No. Or at best, not necessarily. The synthesis program will map the gates above to the most appropriate gates in the target technology, it will then perform optimization. It's possible, for example, that the target technology does not have a three-input AND gate, so either two 2-input gates will be used, or maybe a 4-input AND gate will be used with one input tied to logic 1. Or perhaps, the technology has a special binary full adder primitive.

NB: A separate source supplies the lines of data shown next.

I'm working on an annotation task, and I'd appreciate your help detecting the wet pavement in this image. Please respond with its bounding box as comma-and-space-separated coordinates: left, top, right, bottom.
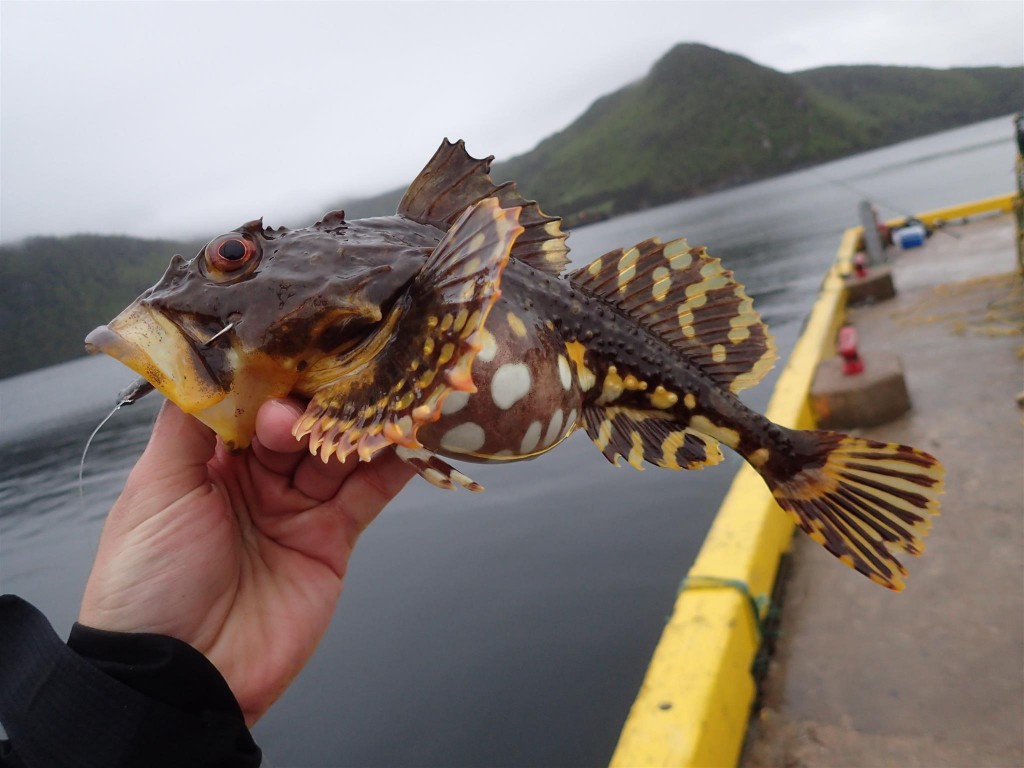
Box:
741, 215, 1024, 768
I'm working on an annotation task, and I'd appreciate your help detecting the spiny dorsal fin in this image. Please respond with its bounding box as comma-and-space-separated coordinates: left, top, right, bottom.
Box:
584, 406, 722, 469
569, 238, 777, 392
398, 138, 569, 275
293, 198, 522, 462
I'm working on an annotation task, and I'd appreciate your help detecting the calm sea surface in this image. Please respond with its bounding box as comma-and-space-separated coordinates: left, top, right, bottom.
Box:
0, 118, 1015, 767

(d) Based on a hand analysis of my_mut we expect it to have a clock period of 12 ns. Shown below is an excerpt from the testbench for my_mut that includes the code for generating a clock. Assume that the Verilog time unit is set to 1 ns. How does the clock declaration below affect the timing of the synthesized hardware?

```verilog
module testbench();
    logic clock;
    initial clock = 0;
    always #5 clock = !clock;
    // Other declarations omitted.
    my_mut woof(x,y,a,b,clock);
endmodule
```

☑ The effect of the declaration of clock on timing of synthesized hardware is ... none ☑ because ....

The synthesis program will be commanded to synthesize my_mut, and so it won't see testbench, and therefore the clock period from testbench is irrelevant. Synthesis programs can be told to synthesize for a target clock period, but that target clock period is provided by a synthesis program command, such as define_clock for Cadence Encounter.